Los datos de CryptoQuant indican que el poder de compra de las stablecoins no ha regresado, aunque los flujos netos hacia los exchanges muestran una mejora moderada. El flujo neto de stablecoins ERC-20 volvió a terreno positivo, cerca de $62.8 millones, revirtiendo salidas anteriores, pero sigue siendo mínimo frente a las oleadas multimillonarias registradas en etapas del ciclo. El mercado recibe apenas un goteo de liquidez, no un retorno decisivo del capital. La emisión y los reembolsos rondan los $1.5 mil millones, sin demostrar que la oferta crezca lo suficiente para sostener un avance sólido.
Las reservas en exchanges mantienen limitado el panorama de liquidez
La señal más reveladora aparece en las reservas de los exchanges, donde los saldos de stablecoins ERC-20 han caído hasta $61.8 mil millones. Esa cifra permanece muy por debajo del máximo de 2025, superior a $75 mil millones, y se sitúa por debajo de la media móvil de 100 días. Las reservas de stablecoins continúan reduciéndose pese a la mejora de los flujos netos, creando una división entre los depósitos de corto plazo y la tendencia de liquidez. Con menos stablecoins, los inversionistas cuentan con menos capital para responder a oportunidades o episodios de volatilidad.

CryptoQuant evitó ofrecer una previsión sobre la dirección de los precios y describió el contexto actual como neutral o ligeramente constructivo. Los flujos netos positivos podrían brindar respaldo si se mantienen, pero la señal sería convincente si las reservas de los exchanges comienzan a estabilizarse. Una señal alcista duradera exige que el crecimiento de la oferta supere los reembolsos.

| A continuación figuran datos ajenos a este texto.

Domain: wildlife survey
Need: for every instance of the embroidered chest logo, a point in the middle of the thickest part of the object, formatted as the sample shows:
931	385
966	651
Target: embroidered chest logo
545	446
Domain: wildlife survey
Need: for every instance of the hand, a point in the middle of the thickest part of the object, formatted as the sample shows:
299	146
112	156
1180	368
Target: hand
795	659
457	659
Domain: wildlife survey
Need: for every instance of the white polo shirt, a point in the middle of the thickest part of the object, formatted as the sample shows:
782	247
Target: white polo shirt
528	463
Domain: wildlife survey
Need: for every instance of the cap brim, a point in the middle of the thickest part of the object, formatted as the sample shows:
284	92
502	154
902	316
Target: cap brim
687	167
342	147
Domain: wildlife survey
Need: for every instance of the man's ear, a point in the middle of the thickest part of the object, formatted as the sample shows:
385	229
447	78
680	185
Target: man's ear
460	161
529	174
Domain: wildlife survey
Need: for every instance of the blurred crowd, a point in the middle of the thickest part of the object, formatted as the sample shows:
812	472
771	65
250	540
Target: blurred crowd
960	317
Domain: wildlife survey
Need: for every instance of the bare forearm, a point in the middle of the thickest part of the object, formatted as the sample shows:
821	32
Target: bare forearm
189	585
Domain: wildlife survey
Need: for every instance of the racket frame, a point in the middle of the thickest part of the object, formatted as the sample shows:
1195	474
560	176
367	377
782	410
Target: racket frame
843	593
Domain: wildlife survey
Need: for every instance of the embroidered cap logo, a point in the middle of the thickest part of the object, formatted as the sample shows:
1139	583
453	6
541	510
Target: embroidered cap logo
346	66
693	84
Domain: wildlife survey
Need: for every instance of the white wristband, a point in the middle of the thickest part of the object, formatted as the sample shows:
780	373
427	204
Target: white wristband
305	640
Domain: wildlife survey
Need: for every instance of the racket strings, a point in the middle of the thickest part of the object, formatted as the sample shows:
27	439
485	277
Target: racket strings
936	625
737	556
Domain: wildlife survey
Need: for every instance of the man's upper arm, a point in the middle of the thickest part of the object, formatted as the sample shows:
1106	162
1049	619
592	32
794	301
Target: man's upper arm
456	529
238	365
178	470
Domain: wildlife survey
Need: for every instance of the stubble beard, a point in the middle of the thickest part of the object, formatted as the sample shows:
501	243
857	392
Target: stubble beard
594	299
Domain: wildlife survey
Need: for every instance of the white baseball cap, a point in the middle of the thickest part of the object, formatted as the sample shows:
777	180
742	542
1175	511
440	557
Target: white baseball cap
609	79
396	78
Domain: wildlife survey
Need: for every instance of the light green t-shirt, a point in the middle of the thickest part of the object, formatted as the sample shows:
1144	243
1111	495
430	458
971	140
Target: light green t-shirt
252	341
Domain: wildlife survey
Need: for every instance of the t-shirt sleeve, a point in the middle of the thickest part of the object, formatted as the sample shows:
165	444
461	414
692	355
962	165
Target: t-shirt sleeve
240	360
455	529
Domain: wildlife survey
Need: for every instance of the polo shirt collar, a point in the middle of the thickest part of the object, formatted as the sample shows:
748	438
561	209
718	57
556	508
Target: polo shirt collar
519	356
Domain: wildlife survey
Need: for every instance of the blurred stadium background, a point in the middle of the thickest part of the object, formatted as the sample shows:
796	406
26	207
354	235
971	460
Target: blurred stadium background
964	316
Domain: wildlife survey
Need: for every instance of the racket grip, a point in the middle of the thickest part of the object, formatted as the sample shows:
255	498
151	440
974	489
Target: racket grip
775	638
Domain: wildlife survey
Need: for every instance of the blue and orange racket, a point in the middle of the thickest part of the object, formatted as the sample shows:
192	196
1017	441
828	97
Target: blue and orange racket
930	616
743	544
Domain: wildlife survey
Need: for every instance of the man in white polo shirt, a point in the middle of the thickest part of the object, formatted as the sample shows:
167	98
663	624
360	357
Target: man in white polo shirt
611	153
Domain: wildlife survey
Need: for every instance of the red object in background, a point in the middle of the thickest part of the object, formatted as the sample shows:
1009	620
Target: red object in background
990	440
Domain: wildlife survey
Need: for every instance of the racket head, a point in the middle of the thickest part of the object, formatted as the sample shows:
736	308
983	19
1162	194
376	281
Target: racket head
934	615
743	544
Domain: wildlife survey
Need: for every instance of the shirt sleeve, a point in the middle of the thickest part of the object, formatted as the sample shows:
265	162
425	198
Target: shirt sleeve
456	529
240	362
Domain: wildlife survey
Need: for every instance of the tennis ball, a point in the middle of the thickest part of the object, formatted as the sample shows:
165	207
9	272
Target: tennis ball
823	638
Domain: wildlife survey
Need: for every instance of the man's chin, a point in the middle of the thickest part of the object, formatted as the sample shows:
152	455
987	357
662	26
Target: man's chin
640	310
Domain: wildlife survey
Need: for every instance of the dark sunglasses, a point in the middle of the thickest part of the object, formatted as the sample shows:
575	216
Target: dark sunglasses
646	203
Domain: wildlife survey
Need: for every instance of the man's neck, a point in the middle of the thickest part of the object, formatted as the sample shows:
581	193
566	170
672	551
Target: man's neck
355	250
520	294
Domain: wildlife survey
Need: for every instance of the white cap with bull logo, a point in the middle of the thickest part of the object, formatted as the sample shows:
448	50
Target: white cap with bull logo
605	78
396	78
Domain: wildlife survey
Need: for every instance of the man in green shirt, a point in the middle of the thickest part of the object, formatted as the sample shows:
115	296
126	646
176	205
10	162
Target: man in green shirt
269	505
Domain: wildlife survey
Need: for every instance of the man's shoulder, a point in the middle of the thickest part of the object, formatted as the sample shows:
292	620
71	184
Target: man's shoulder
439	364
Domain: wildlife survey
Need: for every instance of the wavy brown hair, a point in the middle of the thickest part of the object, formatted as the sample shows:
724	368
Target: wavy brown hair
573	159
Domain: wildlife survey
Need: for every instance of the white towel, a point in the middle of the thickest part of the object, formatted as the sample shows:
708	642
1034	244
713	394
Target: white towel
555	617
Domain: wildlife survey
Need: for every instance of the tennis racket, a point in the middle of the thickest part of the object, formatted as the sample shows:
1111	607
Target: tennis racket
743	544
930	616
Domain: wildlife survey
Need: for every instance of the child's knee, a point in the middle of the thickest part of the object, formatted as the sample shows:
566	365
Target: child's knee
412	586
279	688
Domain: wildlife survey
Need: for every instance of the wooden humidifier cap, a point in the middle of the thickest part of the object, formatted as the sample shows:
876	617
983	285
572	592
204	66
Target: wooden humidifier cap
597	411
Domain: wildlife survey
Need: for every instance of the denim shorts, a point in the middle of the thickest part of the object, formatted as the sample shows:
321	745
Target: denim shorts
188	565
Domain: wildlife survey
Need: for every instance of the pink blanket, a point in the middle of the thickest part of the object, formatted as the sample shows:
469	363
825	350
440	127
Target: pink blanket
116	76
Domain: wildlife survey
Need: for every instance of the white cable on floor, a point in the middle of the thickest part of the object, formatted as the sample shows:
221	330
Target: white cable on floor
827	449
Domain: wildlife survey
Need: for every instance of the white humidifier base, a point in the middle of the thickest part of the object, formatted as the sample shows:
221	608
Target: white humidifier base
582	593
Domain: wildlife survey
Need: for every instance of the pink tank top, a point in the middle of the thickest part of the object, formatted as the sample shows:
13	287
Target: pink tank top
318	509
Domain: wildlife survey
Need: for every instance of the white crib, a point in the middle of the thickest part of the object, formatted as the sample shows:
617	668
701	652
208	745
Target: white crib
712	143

Sin ese cambio, la mejora corre el riesgo de parecer cosmética, no estructural, mientras la reserva de capital estable más accesible continúa contrayéndose. Esa contradicción deja abierta una pregunta incómoda sobre la fortaleza de la demanda.
Novaque Research advirtió que una contracción de las reservas podría hacer que los repuntes dependan más del apalancamiento y de flujos de capital. Eso importa porque los avances impulsados por deuda pueden apoyarse en bases más débiles que los movimientos respaldados por liquidez estable disponible en los exchanges. El próximo repunte cripto podría ser más frágil si no se reconstruye la liquidez disponible. Los operadores observan si los flujos positivos se vuelven sostenidos, si aumenta la emisión y si las reservas dejan de caer. Hasta entonces, el optimismo es posible, pero su respaldo luce limitado.